Le cœur de l’îlot change ensuite de physionomie. En effet, l’ensemble de la surface observée est littéralement recouvert d’une épaisse couche de marne jaune empreinte de traces de foyers, de fosses et d’une nouvelle petite voie de circulation, au nord du grand bâtiment, alors détruit, composée également de petits éclats de calcaire compactés. Un dépotoir de boucherie constitué d’un amas de fragments de bas de pattes en connexion, de chevilles osseuses de cornes, essentiellement de bovidé, et de nombreux fragments de céramiques, entre autres, date cet abandon du secteur du début du XVsiècle. Cette modification profonde de l’état des lieux est probablement attribuable aux jacobins restructurant leur enclos.

Le départ forcé des religieux marque une nouvelle transformation de l’îlot dès la deuxième moitié du XVIe siècle. Une grande partie de l’aire fouillée est recouverte par un apport massif de sédiment limoneux, transformant définitivement la fonction de cet espace en zone de jardins. Ces niveaux sont riches en matériels résiduels caractéristiques d’une fourchette chronologique large s’étendant du XVIe au XXe siècle. En bordure de la rue Alcide d’Orbigny, de nouvelles constructions correspondant à des unités d’habitat voient le jour.

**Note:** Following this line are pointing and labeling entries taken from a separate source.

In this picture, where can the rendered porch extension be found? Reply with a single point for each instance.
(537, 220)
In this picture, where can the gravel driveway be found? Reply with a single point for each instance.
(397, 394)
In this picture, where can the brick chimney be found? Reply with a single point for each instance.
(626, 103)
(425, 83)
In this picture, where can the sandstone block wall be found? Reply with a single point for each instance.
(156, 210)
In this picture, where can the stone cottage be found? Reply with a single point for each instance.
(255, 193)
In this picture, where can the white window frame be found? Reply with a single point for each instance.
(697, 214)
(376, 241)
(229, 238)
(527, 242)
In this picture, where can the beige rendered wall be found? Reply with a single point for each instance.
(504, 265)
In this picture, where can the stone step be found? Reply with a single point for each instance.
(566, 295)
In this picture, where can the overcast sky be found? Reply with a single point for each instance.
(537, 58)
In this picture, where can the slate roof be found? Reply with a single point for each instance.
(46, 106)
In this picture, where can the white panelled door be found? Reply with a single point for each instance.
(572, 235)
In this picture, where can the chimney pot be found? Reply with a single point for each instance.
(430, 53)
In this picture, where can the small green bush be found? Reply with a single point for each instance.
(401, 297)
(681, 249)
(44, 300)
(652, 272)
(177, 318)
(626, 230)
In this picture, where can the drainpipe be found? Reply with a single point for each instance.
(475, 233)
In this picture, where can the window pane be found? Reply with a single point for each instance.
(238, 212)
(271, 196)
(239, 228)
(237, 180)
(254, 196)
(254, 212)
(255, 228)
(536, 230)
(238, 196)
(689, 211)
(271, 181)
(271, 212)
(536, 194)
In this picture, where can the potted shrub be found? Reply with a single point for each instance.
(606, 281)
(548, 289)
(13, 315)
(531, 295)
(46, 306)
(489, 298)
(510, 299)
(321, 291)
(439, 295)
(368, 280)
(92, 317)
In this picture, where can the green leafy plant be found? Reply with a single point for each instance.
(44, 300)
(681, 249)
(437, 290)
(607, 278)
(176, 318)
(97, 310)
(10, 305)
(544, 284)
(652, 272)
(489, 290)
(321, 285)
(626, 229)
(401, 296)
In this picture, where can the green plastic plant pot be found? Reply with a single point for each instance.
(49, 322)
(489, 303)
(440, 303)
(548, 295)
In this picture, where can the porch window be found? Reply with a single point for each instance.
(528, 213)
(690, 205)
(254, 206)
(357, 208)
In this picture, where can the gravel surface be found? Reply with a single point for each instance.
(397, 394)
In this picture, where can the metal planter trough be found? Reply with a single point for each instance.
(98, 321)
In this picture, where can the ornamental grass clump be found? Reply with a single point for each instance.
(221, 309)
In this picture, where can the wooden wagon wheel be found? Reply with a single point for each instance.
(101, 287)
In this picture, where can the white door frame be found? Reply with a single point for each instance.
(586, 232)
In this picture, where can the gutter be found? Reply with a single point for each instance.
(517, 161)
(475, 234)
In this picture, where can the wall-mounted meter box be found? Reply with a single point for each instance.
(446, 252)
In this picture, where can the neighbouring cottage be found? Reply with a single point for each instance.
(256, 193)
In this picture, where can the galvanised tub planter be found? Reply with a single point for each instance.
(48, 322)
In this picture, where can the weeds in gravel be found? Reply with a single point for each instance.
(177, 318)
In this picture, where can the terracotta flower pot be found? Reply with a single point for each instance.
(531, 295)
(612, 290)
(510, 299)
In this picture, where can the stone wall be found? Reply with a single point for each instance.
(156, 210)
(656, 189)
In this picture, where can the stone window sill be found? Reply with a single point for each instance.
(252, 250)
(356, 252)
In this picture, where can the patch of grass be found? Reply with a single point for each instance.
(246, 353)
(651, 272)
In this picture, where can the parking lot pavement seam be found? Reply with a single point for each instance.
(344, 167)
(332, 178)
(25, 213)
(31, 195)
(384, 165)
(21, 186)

La rue Neuve, plus tard rue Saint-Dominique, est percée et scinde le vaste îlot en deux. Des limites parcellaires sont clairement marquées par des murs qui perdureront pour certaines jusqu’à notre intervention. Selon les sources iconographiques et écrites, la zone nord de l’emprise de fouille correspond à l’hôtel particulier du « Petit Louvre », dont il ne reste aujourd’hui qu’une façade arrière du XVIIIe siècle, conservée malgré tout dans le projet immobilier.  La zone sud, quant à elle, est occupée successivement par les jardins d’une boucherie, d’une raffinerie et enfin par le couvent des carmélites. Le long de la rue Alcide d’Orbigny, les habitats subissent de nombreuses modifications jusqu’à l’édification, en 1865, d’une chapelle et le creusement d’une cave sous-jacente lors de l’établissement des Petites Sœurs des Pauvres. Cette configuration perdurera jusqu’à la mise en place du projet immobilier.